Si era avvicinato a lei e dopo averla osservata per qualche istante, lei era troppo sbalordita per contare il tempo che passava. Aveva pur sempre interrotto un suicidio e non era una cosa che accadeva tutti i giorni.
-Embé, almeno presentati. - Un gesto della mano e il tono di voce intriso di naturalezza. Forse non era la prima volta che veniva interrotto nell’intento di suicidarsi. La ragazza si riscuote scrollando le spalle, in realtà è ancora scioccata, ma pensa che sia meglio non darlo a vedere davanti a quell’uomo. Sarebbe maleducazione essere scandalizzati perché qualcuno ti si stava per suicidare davanti pensa e decide di presentarsi. Di sicuro è meglio che stare zitta ad osservarlo come se fosse un marziano.
-Mi chiamo Valentina, frequento l’università di medicina. A La Sapienza. – Puntualizzava alla fine. Era strano, ma parlare la tranquillizzava e finalmente poteva rilassare le spalle. Quello strabuzza gli occhi un paio di volte e fa un passo indietro. Più vicino al cornicione.

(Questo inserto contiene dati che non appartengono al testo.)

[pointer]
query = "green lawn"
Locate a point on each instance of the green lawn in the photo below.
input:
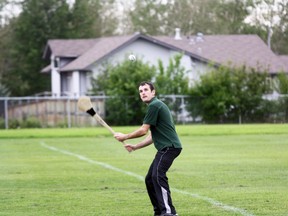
(223, 170)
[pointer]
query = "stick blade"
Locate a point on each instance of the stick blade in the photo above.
(84, 103)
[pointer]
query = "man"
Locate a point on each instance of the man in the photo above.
(159, 121)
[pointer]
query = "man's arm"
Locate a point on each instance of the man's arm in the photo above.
(143, 130)
(146, 142)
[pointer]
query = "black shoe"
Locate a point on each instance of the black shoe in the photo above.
(168, 214)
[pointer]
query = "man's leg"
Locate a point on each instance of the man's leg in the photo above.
(161, 165)
(151, 190)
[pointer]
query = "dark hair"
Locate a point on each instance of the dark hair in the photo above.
(152, 87)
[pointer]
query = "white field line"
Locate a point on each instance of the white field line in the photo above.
(141, 178)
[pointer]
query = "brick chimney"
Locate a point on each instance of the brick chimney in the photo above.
(177, 34)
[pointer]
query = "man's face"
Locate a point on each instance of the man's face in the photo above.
(146, 94)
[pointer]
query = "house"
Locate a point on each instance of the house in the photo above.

-Università? Sembri una liceale. – Si siede a terra incrociando le gambe. L’uomo, si rende conto in seguito Valentina, sembrava stare sulla trentina. Non era vecchio, ma la barba incolta lo faceva sembrare più grande di quanto non fosse.
-Quarto anno. – Continuava la ragazza. Ormai era abituata a essere scambiata per una liceale e, per quanto le desse fastidio, non si affaticava insultando pesantemente chi, lo stolto di turno, la scambiasse per una più piccola. Valentina stringe un attimo i pugni e la lingua guizzò rapidamente a rispondere a tono.
-E tu sembri un quarantenne. – Quello rise gettando indietro la testa. La barba si espandeva anche sul collo, probabilmente non si faceva la barba da davvero molto tempo. Valentina storse il naso, odiava la gente con la barba, le davano l’idea d’essere rozzi e trasandati. E in questo caso il secondo punto era esatto.
-E’ la barba, vero? – Domandava scherzoso l’uomo. Ora toccava a Valentina strabuzzare gli occhi, sembrava essere un discorso normale se non fosse stato che si trovassero su una terrazza con una persona che voleva suicidarsi. La ragazza annuisce un paio di volte e lui fa altrettanto.
-Embé, l’università, eh? – Leo fece una pausa prima di continuare e deglutì. –Che esame? – Valentina vorrebbe fargli un sacco di domande sul motivo del suicidio e tant’altro, ma si limita a rispondere.
-Malattie infettive, l’esame è domani. – Rispose abbassando lo sguardo sui propri piedi. Decise di sedersi davanti a Leo, almeno così starò comoda mentre parlo con uno schizzato. Lui aggrotta la fronte un attimo e poi chiede:
-Che specializzazione vuoi fare? – li occhi s’illuminavano per la curiosità e Valentina arrossì vistosamente. Per quanto la conversazione fosse strana, lei era particolarmente interessata a quell’uomo.
-Psichiatria, tu? Hai fatto l’università? – Quello aggrottava la fronte e scuoteva la testa.
-Non sono fatto per studiare, facevo il barista. –
-Ah. – Valentina non sapeva perché, ma immaginava che lui fosse un uomo di spessore, forse perché quelli di cui si parla quando si suicidano sono le persone importanti. Ne rimase delusa, ma allo stesso tempo l’interesse si faceva ancora più vivo.
-E dimmi, come mai qui su? – Leo guardò altrove e scosse la testa a disagio.
-E’ la terza volta che vengo interrotto, forse dovrei gettare la spugna. – Tornò a guardarla negli occhi arrossendo leggermente.
-Già, forse è meglio. –Valentina non riuscì a frenare la lingua, era una ragazza schietta lei era nella sua natura non frenare la lingua. Lui rise a quella timida affermazione e, aiutandosi con le mani, si alzò. Si avvicinò alla ragazza e tendendole la mano, l’aiutò ad alzarsi.
-Domani vengo a trovarti all’esame, eh? – Propose sorridente lui. Valentina si sente spiazzata e sgranò gli occhi. Forse immaginava che lui domani sarebbe tornato per completare il lavoro, sperando che questa volta nessuno l’interrompesse.
-Ok…- mormorò portandosi dietro l’orecchio una ciocca di capelli.
-Perfetto, ora scendiamo da qui. Incontro troppa gente quando ci sto. – L’uomo rise e fece per scendere le strade. Valentina decise di chiederglielo il giorno dopo perché quella voglia di suicidarsi.